I think we would be much better off with a simpler, clearer spec, even if that meant people had to be more explicit about whether they wanted pre-releases. Of course, that would require a new PEP, rather than just a PR to the packaging project...

I would happily support someone else to work on that 😉. I'm of the opinion that having a spec become more mathematically simple would be a big breaking change (namely < V would have to change so it could select a pre-release version of V) for all installers / resolvers , and therefore would need buy-in from all popular package installers.

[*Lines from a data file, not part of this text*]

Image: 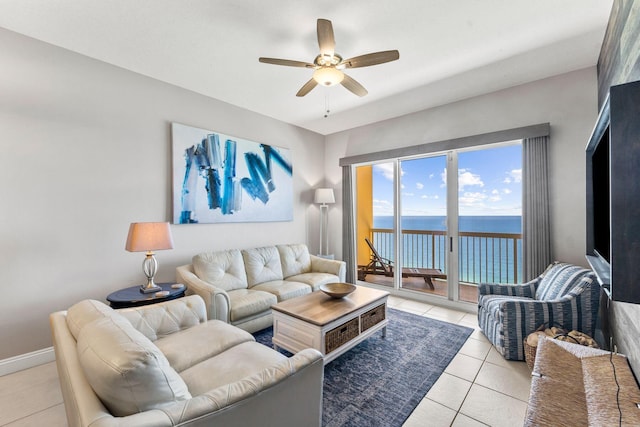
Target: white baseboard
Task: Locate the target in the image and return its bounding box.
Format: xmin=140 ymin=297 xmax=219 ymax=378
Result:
xmin=0 ymin=347 xmax=56 ymax=377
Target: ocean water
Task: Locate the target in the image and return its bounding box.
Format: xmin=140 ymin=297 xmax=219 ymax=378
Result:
xmin=373 ymin=216 xmax=522 ymax=283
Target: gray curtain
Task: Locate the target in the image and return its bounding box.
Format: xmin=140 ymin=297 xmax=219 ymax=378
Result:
xmin=342 ymin=165 xmax=356 ymax=283
xmin=522 ymin=136 xmax=553 ymax=281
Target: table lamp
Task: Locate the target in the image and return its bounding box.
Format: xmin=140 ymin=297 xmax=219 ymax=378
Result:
xmin=125 ymin=222 xmax=173 ymax=294
xmin=313 ymin=188 xmax=336 ymax=256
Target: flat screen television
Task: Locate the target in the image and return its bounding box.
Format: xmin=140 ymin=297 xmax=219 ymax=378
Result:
xmin=586 ymin=97 xmax=611 ymax=293
xmin=591 ymin=129 xmax=611 ymax=263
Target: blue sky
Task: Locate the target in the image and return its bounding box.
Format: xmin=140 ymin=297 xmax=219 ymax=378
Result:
xmin=373 ymin=144 xmax=522 ymax=216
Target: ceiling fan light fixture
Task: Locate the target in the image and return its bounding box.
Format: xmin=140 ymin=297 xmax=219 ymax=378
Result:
xmin=313 ymin=67 xmax=344 ymax=86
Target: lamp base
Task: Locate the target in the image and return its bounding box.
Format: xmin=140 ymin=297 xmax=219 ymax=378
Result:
xmin=140 ymin=285 xmax=162 ymax=294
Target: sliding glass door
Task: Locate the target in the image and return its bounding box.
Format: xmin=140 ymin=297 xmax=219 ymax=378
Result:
xmin=399 ymin=155 xmax=449 ymax=297
xmin=355 ymin=141 xmax=522 ymax=303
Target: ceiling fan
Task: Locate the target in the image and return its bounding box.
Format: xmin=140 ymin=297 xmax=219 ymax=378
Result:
xmin=258 ymin=19 xmax=400 ymax=96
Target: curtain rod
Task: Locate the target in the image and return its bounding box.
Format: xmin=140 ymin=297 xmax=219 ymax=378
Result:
xmin=339 ymin=123 xmax=551 ymax=166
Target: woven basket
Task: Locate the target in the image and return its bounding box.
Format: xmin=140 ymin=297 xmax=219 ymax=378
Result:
xmin=524 ymin=340 xmax=538 ymax=371
xmin=324 ymin=317 xmax=360 ymax=354
xmin=524 ymin=325 xmax=598 ymax=370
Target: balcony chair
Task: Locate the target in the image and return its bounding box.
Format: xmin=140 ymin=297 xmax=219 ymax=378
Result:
xmin=478 ymin=262 xmax=600 ymax=360
xmin=358 ymin=237 xmax=447 ymax=290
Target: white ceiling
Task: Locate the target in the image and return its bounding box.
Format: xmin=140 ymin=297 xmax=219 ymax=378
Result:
xmin=0 ymin=0 xmax=613 ymax=135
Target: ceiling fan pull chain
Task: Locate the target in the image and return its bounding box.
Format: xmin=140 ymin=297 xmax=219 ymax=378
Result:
xmin=324 ymin=91 xmax=331 ymax=119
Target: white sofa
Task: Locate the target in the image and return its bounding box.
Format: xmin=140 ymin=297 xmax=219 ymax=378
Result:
xmin=176 ymin=244 xmax=346 ymax=332
xmin=50 ymin=295 xmax=323 ymax=427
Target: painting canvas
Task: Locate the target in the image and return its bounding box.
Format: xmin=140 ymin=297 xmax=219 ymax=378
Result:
xmin=171 ymin=123 xmax=293 ymax=224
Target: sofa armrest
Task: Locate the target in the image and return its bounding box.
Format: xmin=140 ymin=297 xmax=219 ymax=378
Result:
xmin=478 ymin=277 xmax=540 ymax=298
xmin=161 ymin=349 xmax=324 ymax=427
xmin=309 ymin=254 xmax=347 ymax=282
xmin=176 ymin=264 xmax=231 ymax=323
xmin=499 ymin=298 xmax=597 ymax=337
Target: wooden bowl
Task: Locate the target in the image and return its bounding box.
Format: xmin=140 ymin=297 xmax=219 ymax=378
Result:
xmin=320 ymin=283 xmax=356 ymax=298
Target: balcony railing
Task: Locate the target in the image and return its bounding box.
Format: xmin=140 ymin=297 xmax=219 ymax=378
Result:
xmin=371 ymin=228 xmax=522 ymax=283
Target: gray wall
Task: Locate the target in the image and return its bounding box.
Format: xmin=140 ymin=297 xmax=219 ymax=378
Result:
xmin=0 ymin=29 xmax=324 ymax=360
xmin=325 ymin=67 xmax=597 ymax=266
xmin=598 ymin=0 xmax=640 ymax=376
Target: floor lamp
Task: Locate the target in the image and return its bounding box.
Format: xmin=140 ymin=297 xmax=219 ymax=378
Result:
xmin=313 ymin=188 xmax=336 ymax=258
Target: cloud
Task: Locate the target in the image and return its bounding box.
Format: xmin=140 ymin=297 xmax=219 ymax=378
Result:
xmin=503 ymin=169 xmax=522 ymax=184
xmin=458 ymin=169 xmax=484 ymax=191
xmin=458 ymin=192 xmax=487 ymax=207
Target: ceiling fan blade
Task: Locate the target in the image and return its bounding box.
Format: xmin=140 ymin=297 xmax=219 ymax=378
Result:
xmin=258 ymin=57 xmax=316 ymax=68
xmin=341 ymin=74 xmax=369 ymax=96
xmin=296 ymin=79 xmax=318 ymax=96
xmin=336 ymin=50 xmax=400 ymax=68
xmin=318 ymin=19 xmax=336 ymax=56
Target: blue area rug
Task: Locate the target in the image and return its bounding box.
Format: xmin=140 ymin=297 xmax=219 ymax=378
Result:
xmin=254 ymin=309 xmax=473 ymax=427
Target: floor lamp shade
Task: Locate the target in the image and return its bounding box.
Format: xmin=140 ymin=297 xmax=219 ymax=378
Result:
xmin=313 ymin=188 xmax=336 ymax=204
xmin=125 ymin=222 xmax=173 ymax=293
xmin=313 ymin=188 xmax=336 ymax=257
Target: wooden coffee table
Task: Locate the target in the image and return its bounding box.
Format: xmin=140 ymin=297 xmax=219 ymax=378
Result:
xmin=271 ymin=286 xmax=389 ymax=365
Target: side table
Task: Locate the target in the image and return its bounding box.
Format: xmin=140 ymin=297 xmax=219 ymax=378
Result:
xmin=107 ymin=283 xmax=187 ymax=308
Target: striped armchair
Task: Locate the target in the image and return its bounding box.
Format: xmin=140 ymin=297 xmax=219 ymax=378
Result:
xmin=478 ymin=262 xmax=600 ymax=360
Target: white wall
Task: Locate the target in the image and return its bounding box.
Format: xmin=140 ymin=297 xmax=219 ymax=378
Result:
xmin=0 ymin=29 xmax=324 ymax=359
xmin=325 ymin=67 xmax=598 ymax=266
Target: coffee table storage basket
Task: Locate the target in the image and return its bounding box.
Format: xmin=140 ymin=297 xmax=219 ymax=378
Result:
xmin=324 ymin=317 xmax=360 ymax=354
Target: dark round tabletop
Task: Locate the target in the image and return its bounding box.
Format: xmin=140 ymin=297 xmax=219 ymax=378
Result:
xmin=107 ymin=283 xmax=187 ymax=308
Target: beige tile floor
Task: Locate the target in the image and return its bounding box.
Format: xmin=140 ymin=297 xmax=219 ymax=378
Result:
xmin=0 ymin=297 xmax=530 ymax=427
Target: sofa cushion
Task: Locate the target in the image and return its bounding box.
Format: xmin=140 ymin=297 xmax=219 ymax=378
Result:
xmin=251 ymin=280 xmax=311 ymax=301
xmin=536 ymin=263 xmax=593 ymax=301
xmin=180 ymin=342 xmax=287 ymax=398
xmin=77 ymin=312 xmax=191 ymax=416
xmin=242 ymin=246 xmax=284 ymax=288
xmin=276 ymin=244 xmax=311 ymax=279
xmin=117 ymin=295 xmax=207 ymax=341
xmin=67 ymin=299 xmax=113 ymax=341
xmin=155 ymin=320 xmax=255 ymax=372
xmin=229 ymin=288 xmax=278 ymax=322
xmin=192 ymin=249 xmax=247 ymax=291
xmin=287 ymin=273 xmax=340 ymax=292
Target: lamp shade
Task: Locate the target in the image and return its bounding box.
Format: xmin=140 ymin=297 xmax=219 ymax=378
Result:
xmin=313 ymin=67 xmax=344 ymax=86
xmin=313 ymin=188 xmax=336 ymax=204
xmin=125 ymin=222 xmax=173 ymax=252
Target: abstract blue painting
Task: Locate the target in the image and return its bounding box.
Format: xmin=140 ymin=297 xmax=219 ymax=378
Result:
xmin=171 ymin=123 xmax=293 ymax=224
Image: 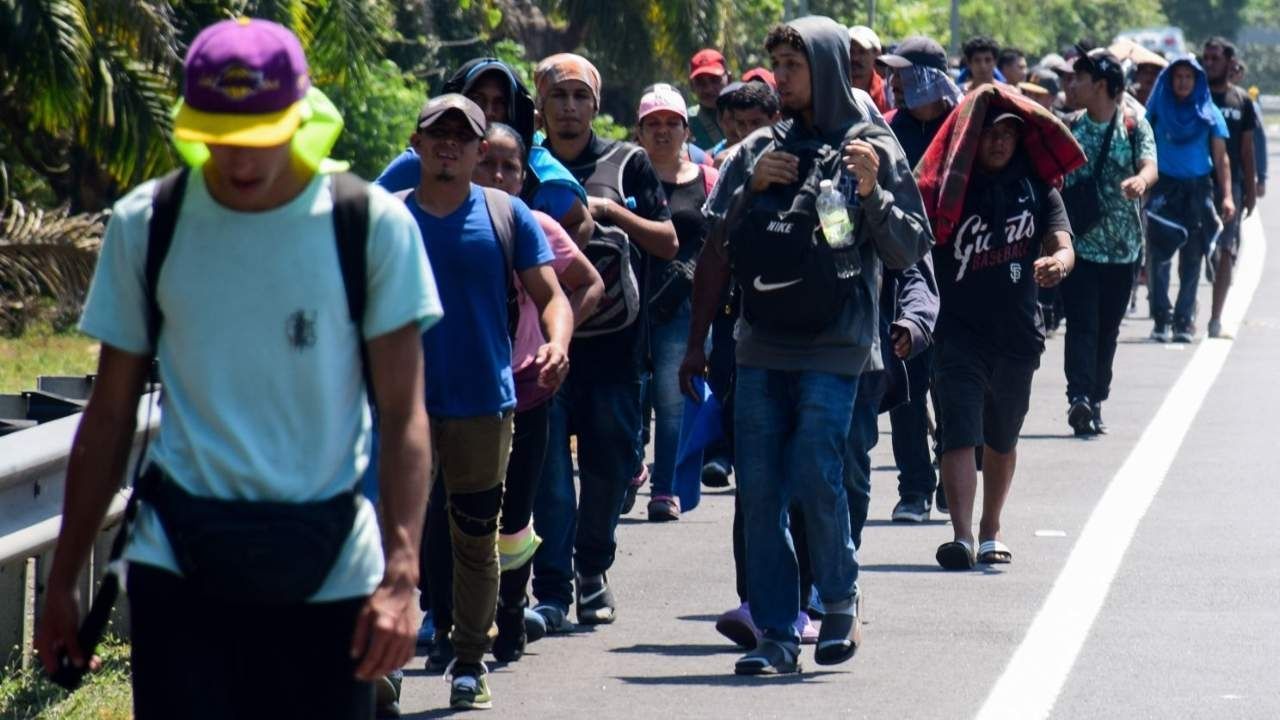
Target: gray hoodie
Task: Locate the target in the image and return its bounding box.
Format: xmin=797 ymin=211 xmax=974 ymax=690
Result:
xmin=704 ymin=17 xmax=933 ymax=375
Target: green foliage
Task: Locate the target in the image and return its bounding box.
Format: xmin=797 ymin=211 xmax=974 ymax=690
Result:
xmin=0 ymin=630 xmax=133 ymax=720
xmin=323 ymin=60 xmax=426 ymax=178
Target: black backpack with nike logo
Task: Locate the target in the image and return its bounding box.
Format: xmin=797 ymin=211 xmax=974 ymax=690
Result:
xmin=726 ymin=126 xmax=872 ymax=334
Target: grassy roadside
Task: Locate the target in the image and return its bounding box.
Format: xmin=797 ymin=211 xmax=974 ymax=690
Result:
xmin=0 ymin=637 xmax=133 ymax=720
xmin=0 ymin=323 xmax=99 ymax=393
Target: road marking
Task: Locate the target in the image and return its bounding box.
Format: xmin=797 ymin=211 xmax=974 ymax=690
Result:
xmin=977 ymin=214 xmax=1266 ymax=720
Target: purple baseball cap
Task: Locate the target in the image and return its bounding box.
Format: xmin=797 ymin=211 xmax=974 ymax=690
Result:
xmin=174 ymin=18 xmax=311 ymax=147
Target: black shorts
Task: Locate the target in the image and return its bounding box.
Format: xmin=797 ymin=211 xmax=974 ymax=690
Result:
xmin=933 ymin=338 xmax=1039 ymax=452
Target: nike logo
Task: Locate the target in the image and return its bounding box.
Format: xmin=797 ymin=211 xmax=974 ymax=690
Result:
xmin=751 ymin=275 xmax=801 ymax=292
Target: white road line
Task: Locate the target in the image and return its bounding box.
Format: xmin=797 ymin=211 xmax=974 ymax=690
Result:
xmin=977 ymin=214 xmax=1266 ymax=720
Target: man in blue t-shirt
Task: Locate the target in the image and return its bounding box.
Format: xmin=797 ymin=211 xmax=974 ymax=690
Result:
xmin=389 ymin=94 xmax=573 ymax=708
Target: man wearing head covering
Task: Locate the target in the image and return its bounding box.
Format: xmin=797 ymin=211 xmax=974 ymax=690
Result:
xmin=916 ymin=85 xmax=1084 ymax=570
xmin=37 ymin=18 xmax=442 ymax=720
xmin=534 ymin=54 xmax=678 ymax=632
xmin=689 ymin=47 xmax=733 ymax=150
xmin=849 ymin=26 xmax=891 ymax=113
xmin=1147 ymin=55 xmax=1236 ymax=342
xmin=681 ymin=17 xmax=931 ymax=674
xmin=375 ymin=58 xmax=595 ymax=246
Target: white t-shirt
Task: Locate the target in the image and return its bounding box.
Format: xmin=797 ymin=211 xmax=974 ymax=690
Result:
xmin=81 ymin=172 xmax=442 ymax=602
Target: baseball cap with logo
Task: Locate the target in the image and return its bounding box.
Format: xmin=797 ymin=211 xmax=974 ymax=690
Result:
xmin=689 ymin=47 xmax=728 ymax=79
xmin=879 ymin=36 xmax=947 ymax=72
xmin=174 ymin=18 xmax=311 ymax=147
xmin=636 ymin=82 xmax=689 ymax=123
xmin=415 ymin=92 xmax=488 ymax=137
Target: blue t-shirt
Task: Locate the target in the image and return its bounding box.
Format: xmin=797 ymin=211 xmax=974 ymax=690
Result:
xmin=374 ymin=147 xmax=586 ymax=220
xmin=81 ymin=172 xmax=440 ymax=602
xmin=404 ymin=184 xmax=554 ymax=418
xmin=1148 ymin=106 xmax=1228 ymax=179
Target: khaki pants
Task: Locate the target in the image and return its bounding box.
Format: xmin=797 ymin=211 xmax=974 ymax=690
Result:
xmin=431 ymin=413 xmax=512 ymax=662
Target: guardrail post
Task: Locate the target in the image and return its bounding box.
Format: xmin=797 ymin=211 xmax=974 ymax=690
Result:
xmin=0 ymin=560 xmax=27 ymax=667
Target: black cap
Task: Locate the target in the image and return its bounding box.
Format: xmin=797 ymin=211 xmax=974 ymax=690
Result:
xmin=1074 ymin=45 xmax=1124 ymax=88
xmin=879 ymin=36 xmax=947 ymax=72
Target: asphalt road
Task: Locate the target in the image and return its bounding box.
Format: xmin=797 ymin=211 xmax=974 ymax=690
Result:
xmin=402 ymin=169 xmax=1280 ymax=719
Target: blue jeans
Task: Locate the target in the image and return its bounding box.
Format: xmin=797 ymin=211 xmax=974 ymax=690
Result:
xmin=649 ymin=302 xmax=690 ymax=497
xmin=733 ymin=366 xmax=858 ymax=643
xmin=1147 ymin=234 xmax=1206 ymax=329
xmin=534 ymin=372 xmax=640 ymax=609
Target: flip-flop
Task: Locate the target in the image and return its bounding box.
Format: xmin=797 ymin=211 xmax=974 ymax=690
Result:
xmin=934 ymin=541 xmax=974 ymax=570
xmin=978 ymin=539 xmax=1014 ymax=565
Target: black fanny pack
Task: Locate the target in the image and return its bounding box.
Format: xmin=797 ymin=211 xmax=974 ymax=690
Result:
xmin=136 ymin=465 xmax=358 ymax=605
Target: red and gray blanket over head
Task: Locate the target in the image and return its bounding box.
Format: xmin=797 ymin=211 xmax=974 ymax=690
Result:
xmin=915 ymin=85 xmax=1087 ymax=245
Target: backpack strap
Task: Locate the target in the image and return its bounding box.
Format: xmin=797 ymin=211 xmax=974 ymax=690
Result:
xmin=330 ymin=173 xmax=374 ymax=402
xmin=143 ymin=168 xmax=191 ymax=356
xmin=483 ymin=187 xmax=516 ymax=290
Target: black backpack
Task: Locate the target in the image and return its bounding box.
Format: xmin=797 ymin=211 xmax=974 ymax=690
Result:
xmin=568 ymin=142 xmax=644 ymax=338
xmin=724 ymin=128 xmax=863 ymax=334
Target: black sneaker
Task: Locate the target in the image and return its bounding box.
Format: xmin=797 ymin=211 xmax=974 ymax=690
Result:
xmin=426 ymin=628 xmax=453 ymax=673
xmin=703 ymin=460 xmax=728 ymax=488
xmin=1066 ymin=397 xmax=1096 ymax=437
xmin=374 ymin=670 xmax=404 ymax=720
xmin=493 ymin=601 xmax=529 ymax=662
xmin=1093 ymin=402 xmax=1107 ymax=436
xmin=893 ymin=495 xmax=931 ymax=523
xmin=577 ymin=574 xmax=617 ymax=625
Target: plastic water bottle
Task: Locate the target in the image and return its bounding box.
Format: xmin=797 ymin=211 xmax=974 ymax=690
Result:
xmin=818 ymin=181 xmax=854 ymax=247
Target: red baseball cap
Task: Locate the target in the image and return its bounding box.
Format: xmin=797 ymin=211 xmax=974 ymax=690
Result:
xmin=689 ymin=47 xmax=728 ymax=79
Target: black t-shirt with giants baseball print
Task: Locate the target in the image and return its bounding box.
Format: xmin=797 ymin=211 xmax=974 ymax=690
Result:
xmin=933 ymin=158 xmax=1071 ymax=359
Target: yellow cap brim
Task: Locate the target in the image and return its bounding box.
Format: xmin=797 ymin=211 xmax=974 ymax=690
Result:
xmin=173 ymin=100 xmax=303 ymax=147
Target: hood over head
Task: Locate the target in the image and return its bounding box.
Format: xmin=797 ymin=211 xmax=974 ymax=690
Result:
xmin=443 ymin=58 xmax=534 ymax=147
xmin=787 ymin=15 xmax=869 ymax=141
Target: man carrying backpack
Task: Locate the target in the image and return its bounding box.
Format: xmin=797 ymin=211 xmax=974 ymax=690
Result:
xmin=37 ymin=19 xmax=440 ymax=720
xmin=681 ymin=17 xmax=932 ymax=674
xmin=534 ymin=54 xmax=678 ymax=632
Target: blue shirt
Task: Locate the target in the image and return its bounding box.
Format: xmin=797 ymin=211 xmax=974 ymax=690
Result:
xmin=404 ymin=184 xmax=554 ymax=418
xmin=1148 ymin=106 xmax=1228 ymax=179
xmin=374 ymin=147 xmax=586 ymax=220
xmin=81 ymin=172 xmax=440 ymax=602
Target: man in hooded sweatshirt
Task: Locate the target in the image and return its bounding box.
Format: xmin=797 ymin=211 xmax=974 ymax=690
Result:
xmin=681 ymin=17 xmax=932 ymax=674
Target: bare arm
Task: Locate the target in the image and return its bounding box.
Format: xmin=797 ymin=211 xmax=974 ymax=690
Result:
xmin=556 ymin=200 xmax=595 ymax=247
xmin=351 ymin=323 xmax=431 ymax=680
xmin=559 ymin=254 xmax=604 ymax=322
xmin=588 ymin=197 xmax=680 ymax=260
xmin=520 ymin=265 xmax=573 ymax=389
xmin=680 ymin=229 xmax=730 ymax=401
xmin=36 ymin=345 xmax=150 ymax=673
xmin=1211 ymin=137 xmax=1235 ymax=223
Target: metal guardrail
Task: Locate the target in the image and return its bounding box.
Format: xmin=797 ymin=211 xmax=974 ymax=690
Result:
xmin=0 ymin=378 xmax=160 ymax=667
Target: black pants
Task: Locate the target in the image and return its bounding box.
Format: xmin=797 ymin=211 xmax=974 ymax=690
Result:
xmin=419 ymin=401 xmax=550 ymax=622
xmin=1062 ymin=260 xmax=1133 ymax=402
xmin=128 ymin=562 xmax=374 ymax=720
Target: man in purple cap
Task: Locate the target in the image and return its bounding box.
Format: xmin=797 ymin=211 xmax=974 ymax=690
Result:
xmin=37 ymin=19 xmax=440 ymax=720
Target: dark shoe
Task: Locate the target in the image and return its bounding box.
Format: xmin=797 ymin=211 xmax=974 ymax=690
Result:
xmin=1093 ymin=402 xmax=1107 ymax=436
xmin=703 ymin=460 xmax=728 ymax=488
xmin=493 ymin=605 xmax=529 ymax=662
xmin=649 ymin=495 xmax=680 ymax=523
xmin=426 ymin=629 xmax=453 ymax=673
xmin=374 ymin=670 xmax=404 ymax=720
xmin=525 ymin=603 xmax=568 ymax=635
xmin=813 ymin=597 xmax=863 ymax=665
xmin=733 ymin=639 xmax=800 ymax=675
xmin=577 ymin=574 xmax=617 ymax=625
xmin=893 ymin=495 xmax=929 ymax=523
xmin=449 ymin=662 xmax=493 ymax=710
xmin=1066 ymin=397 xmax=1094 ymax=437
xmin=622 ymin=462 xmax=649 ymax=515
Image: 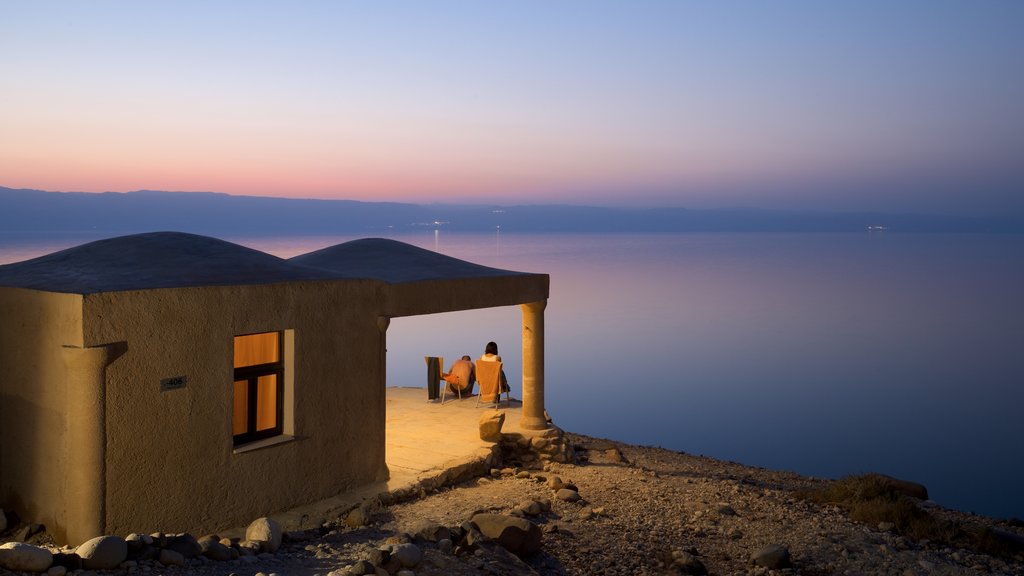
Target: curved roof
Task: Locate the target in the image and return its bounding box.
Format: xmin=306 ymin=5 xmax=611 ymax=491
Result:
xmin=0 ymin=232 xmax=334 ymax=294
xmin=289 ymin=238 xmax=526 ymax=284
xmin=0 ymin=232 xmax=534 ymax=294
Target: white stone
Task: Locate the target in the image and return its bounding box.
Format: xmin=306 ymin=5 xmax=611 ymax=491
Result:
xmin=246 ymin=517 xmax=283 ymax=552
xmin=0 ymin=542 xmax=53 ymax=572
xmin=75 ymin=536 xmax=128 ymax=570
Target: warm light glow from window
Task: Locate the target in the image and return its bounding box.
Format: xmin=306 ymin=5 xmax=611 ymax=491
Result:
xmin=234 ymin=332 xmax=281 ymax=368
xmin=231 ymin=380 xmax=249 ymax=435
xmin=256 ymin=374 xmax=278 ymax=431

At the moment, packaging (and by extension pip) almost follows the spec, Poetry does follow the spec, uv has made design choices here that are explictly not following the spec. So I would rather just fix packaging to follow the spec, and deal with future spec changes independently.

All of which is to say that if this change causes incompatible behaviour changes in pip, I'd be very sympathetic with users who objected. "The spec made us do it" is a bit of a cop-out IMO. But let's wait and see what the review comes up with - I don't want to start a panic for no reason.

I agree with that this should not be motivated by implementing the spec for specs sake.

But this causes real problems in pip (pypa/pip#7579, pypa/pip#9121) and packaging (#854), and as mentioned it breaks important invariants for implementing more advanced resolution algorithms (#897 (comment)).

Further, packaging implements the spec correctly in some places (Specifier.filter and empty SpecifierSet.filter) but not others ( Specifier.contains, SpecifierSet.contains, and non-empty SepcifierSet.filter) e.g. #856 and #917. So depending on how the downstream tool (like pip) uses packaging, they may end up following the spec, not following the spec, or following it some times but not others.

I think these all build a strong case for changing the behavior, I also think the real world impact will be fairly small, there was very little fall out from #794.